Inside A Mobile Device
Dec 24, 2010
Mobile phones are categorized by their capabilities. The initial ones provided just voice communication capabilities along with very limited data communication (SMS) capabilities. Mobile phones obviously use wireless radio frequency to enable any communication. The ubiquitous availability of such radio channels combined with the ability of technology to pack more data within those channels have always limited the data communication capabilities of cellphones till date. Fortunately, these two resources continue to evolve.
The difference between a desktop phone and the mobile phone is the simple fact that the mobile phone has a small computer built inside. This is required because cellphones need to be lot more intelligent compared to their tethered desktop counterparts.
The cellphone always communicates with the nearest radio tower unlike the desktop ones whose co-ordinates remain fixed and always have a permanent physical connection to the nearest telephone exchange (or the switch). The mobile phone first needs to communicate your phone number to the currently connected radio tower so that calls to you can be correctly routed to that tower by the network. Also when you make a call from anywhere, the nearest tower can correctly identify who you are, determine what services are to be provided to you as per your subscription, identify you correctly to the called party and charge you correctly for the services provided. In addition, as a user moves from the range of one radio tower to another, the mobile phone needs to recognize this transition and switch radio towers seamlessly without interrupting an ongoing call. The cellphone therefore runs some complex communication protocols on its inbuilt computer when any communication is in progress.

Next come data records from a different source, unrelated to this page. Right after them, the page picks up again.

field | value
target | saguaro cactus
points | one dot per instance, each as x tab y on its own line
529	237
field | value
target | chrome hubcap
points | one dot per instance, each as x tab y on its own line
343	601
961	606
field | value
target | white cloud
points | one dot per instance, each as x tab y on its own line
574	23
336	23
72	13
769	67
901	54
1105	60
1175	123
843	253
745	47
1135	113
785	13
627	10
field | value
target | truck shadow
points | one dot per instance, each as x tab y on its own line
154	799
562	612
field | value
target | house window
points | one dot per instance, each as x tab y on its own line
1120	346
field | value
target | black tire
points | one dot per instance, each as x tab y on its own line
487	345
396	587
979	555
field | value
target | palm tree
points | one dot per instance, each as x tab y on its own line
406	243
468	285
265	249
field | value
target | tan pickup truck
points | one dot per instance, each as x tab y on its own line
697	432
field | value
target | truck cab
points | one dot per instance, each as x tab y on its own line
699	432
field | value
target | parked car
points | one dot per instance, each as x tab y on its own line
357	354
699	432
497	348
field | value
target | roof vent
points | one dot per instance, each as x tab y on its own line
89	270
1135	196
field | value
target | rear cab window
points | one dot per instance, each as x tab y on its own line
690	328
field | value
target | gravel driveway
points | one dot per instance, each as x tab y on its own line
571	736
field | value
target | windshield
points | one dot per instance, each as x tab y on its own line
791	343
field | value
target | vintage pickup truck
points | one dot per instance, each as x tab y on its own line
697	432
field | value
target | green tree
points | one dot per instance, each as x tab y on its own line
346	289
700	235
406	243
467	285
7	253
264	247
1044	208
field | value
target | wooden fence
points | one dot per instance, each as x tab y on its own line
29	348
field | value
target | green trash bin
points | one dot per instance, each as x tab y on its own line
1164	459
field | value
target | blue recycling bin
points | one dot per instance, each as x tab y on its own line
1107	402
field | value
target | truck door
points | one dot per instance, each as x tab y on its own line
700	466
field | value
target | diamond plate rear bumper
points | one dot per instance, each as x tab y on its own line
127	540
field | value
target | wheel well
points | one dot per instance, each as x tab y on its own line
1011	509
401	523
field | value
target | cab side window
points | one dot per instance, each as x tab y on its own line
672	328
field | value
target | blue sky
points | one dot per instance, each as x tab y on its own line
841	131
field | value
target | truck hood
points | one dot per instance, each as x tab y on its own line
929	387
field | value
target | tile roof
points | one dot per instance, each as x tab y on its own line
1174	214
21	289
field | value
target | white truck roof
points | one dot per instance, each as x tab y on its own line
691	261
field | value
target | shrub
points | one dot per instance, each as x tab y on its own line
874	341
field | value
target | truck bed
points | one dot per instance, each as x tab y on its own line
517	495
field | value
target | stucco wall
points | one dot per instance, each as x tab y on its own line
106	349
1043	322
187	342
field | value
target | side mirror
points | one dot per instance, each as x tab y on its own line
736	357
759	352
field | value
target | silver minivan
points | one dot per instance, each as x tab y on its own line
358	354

However, the mobile phone computer is very different from the normal ones we see. The display has a small form factor and the exploratory creativity of the human mind initially just replicated the limited functionality desktop phone keypad as the keyboard on the cellphone. Being mobile, the power source to run the computer is its inbuilt battery. A computer means it has memory which is a power guzzler. The CPU also guzzles power whenever it does serious computing work. The radio transceiver consumes energy from the battery. The display consumes power. So does the audio circuit that drives the speaker and microphone for the voice call. It is evident that the stamina of the inbuilt battery determines the duration and intensity of computations that a cellphone can perform over and above the voice calls it supports. Now we understand why the initial cellphones looked and weighed like a brick.
Fortunately for us, human ingenuity and our insatiable desire to do things faster, better and cheaper eventually resulted in more powerful CPU, humongous amount of memory, and highly functional full color displays to be packed into a cellphone. This evolution is amazingly still in progress. As time travels, we see increasingly functional cellular phones at reducing prices. In parallel the cellular network is evolving to transfer increasing volumes of data at higher transfer speeds to and from your phone. Yet one needs to charge one's cellphone each night.